Zebari Dismissed – What now for IMF Loan?

By Omar Sattarfor Al Monitor. Any opinions expressed here are those of the author and do not necessarily reflect the views of Iraq Business News.

What’s the status of IMF loan as Iraq dismisses finance minister?

Prior to his dismissal Sept. 21, Iraqi Finance Minister Hoshyar Zebari ran successful negotiations with international banks to obtain financial support for Iraq.

His last achievement was a $3 billion loan from the International Monetary Fund (IMF) that was secured during negotiations on Sept. 9.

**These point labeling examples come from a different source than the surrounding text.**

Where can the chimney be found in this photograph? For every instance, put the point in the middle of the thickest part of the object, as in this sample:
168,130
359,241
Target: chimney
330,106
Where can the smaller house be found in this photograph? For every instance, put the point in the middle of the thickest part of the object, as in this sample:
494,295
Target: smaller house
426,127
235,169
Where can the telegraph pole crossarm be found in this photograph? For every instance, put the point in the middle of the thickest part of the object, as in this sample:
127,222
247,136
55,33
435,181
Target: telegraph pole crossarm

These second round of negotiations between the Iraqi government and the IMF took place in the Jordanian capital Amman. The loan addresses the huge deficit in the 2016-17 fiscal budget due to lower oil prices; however, mystery still surrounds the amount of money that Iraq will have to pay in interest and the conditions imposed by the IMF on the Iraqi government.

Iraq originally began negotiations with the IMF during a first round of negotiations on May 14. With the objective of receiving $16 billion in installments over a three-year period, Iraq secured $5.4 billion.

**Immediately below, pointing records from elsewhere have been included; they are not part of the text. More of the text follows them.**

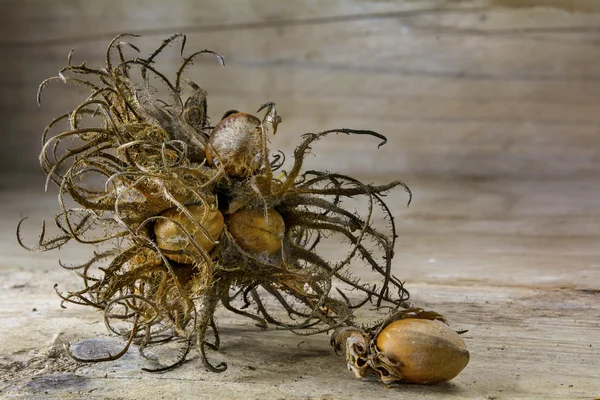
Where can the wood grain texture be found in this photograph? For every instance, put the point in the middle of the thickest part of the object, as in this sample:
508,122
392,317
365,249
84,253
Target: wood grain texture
461,88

The World Bank delegation participating in the meetings provided an economic development funding vision for Iraq that consisted of a soft loan of about $3 billion to be paid in installments and settled over a long period of time at a very low interest rate.

Mazhar Mohammed Saleh, the economic adviser to the Iraqi government, told Al-Monitor, “The World Bank said that the loan aims to support the federal budget in line with the economic reform paths and the document of reform launched by the prime minister.”

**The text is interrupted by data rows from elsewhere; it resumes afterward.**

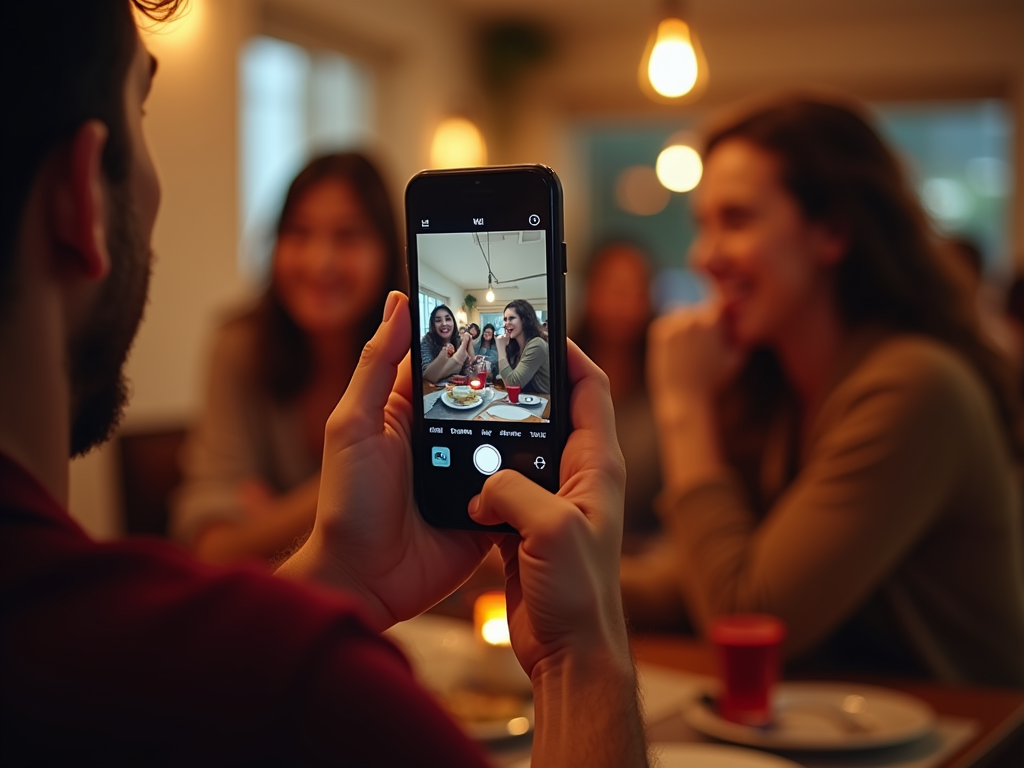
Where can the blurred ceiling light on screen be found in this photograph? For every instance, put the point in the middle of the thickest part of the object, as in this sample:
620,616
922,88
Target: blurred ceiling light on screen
679,167
674,65
639,192
458,143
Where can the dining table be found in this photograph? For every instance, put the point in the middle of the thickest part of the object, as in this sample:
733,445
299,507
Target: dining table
536,406
975,726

However, the government still has reservations in regard to the loan interests and the conditions of the World Bank at a time when the stated details seem inaccurate, economist Abdul-Rahman al-Mashhadani told Al-Monitor.

He said, “According to the IMF laws on loans, the initial interests of any loan range between 1.4% to 2.6% and fluctuate between 6% and 10% in the second and third installments. As far as the conditions are concerned, they vary depending on the state of the creditor.”